The era of Big Data means insurers must balance the benefits with increasing responsibility. The burden of responsibility will undoubtedly increase…

The era of Big Data means insurers must balance the benefits with increasing responsibility. The burden of responsibility will undoubtedly increase with the introduction of General Data Protection Regulation (GDPR). Sean Crotty discusses the key issues.

Big Data is driving profound and wide-ranging changes across the insurance industry, making business more efficient for insurers who must deal with massive volumes of data – and at the same time presenting major challenges.

For example, Big Data can potentially help with the cost of certain premiums, while certain databases that we advise upon – such as CUE (Claims and Underwriting Exchange) – enable the insurance industry to operate much more efficiently.

Yet, despite the commercial value that derives from holding and using large quantities of data, significant risks must be carefully managed in relation to processing personal data.

GDPR will come into effect in May 2018, bringing (amongst other things) substantially increased fines of €20 million (approximately £17 million), or four per cent of annual global turnover for certain contraventions. GDPR should not be taken lightly!

In addition to these swingeing financial penalties, enhanced data subject rights mean potential regulatory pitfalls. For example, the right to easily withdraw consent for processing represents a major concern in terms of how it will affect conditions for processing by insurers.

Insurers should also prepare for other data subject rights which will be introduced by the GDPR, including the right of erasure (also called the 'right to be forgotten'), together with the right to data portability and, in certain circumstances, the right to object to automated decisions or profiling – a major risk in relation to Big Data.

We currently await the final draft of the Data Protection Bill, so it's a question of watching this space in relation to its impact upon the insurance industry.
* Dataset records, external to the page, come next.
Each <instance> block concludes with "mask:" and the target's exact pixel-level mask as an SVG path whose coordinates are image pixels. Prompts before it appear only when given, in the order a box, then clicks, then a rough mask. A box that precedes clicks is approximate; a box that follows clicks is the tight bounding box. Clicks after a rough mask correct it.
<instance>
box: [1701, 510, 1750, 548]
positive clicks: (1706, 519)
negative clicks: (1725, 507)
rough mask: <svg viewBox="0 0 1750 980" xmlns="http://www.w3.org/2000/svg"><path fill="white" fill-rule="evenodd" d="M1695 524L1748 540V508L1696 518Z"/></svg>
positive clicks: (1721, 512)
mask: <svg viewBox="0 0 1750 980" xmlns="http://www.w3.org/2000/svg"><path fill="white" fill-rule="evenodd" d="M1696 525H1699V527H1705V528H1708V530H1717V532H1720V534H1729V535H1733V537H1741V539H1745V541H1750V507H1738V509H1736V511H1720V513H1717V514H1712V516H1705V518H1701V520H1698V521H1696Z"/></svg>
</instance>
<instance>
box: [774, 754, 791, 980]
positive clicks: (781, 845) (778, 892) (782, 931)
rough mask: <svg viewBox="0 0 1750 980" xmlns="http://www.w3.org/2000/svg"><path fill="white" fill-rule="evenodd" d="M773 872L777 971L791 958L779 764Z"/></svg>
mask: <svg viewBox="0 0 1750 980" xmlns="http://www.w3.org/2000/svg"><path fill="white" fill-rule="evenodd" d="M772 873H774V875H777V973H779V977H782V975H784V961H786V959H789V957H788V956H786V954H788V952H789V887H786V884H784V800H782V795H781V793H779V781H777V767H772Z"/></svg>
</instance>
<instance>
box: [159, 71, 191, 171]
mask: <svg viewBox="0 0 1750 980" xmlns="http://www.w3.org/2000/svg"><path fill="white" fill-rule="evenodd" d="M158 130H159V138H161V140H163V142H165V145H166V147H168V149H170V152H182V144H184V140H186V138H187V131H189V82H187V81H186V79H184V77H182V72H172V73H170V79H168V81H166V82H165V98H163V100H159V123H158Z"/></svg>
However, it is clear that the final versions will have major implications for the use of personal data by the UK insurance industry.

Although many see the GDPR as a burden because of increased fines, statutory timetables for breach notification, increased data subject rights and, importantly, reputational damage, GDPR is also a golden opportunity to get your house in order and ensure that you are using data correctly.

Surprisingly, under the Data Protection Act 1998, many organisations have been operating on 'a wing and a prayer' when it comes to data protection compliance. GDPR is a healthy wake-up call that will force insurers to process data correctly.

Moreover, you can mitigate the risks through ensuring compliance – for example carrying out privacy impact assessments (if required) and recording your data processing operations correctly – so that you don't fall foul of the stricter regulatory regime.

It's important to keep in mind that GDPR relates to personal data – data that allows a living individual to be identified – and not necessarily all Big Data, which by its nature is often anonymised. However, if the data being processed isn't personal data, although the GDPR may not have a major impact, such data should be protected as an important asset of the business.

When determining whether or not data is personal data, it should be noted that care must be taken as this is not always obvious. For example, if personal data is anonymised at a later date, it has been personal data at an earlier stage, and therefore the GDPR will apply at some point.

Many insurance databases will consist of personal data because – with the exception of purely statistical information – that's what benefits the insurance industry!

So, while GDPR undoubtedly represents major challenges to the insurance industry, the new regime should be embraced as an opportunity to improve risk management procedures and make data processing operations more efficient. If you haven't commenced your GDPR preparations yet, there is no time like the present.

GDPR is also a golden opportunity to get your house in order and ensure that you are using data correctly.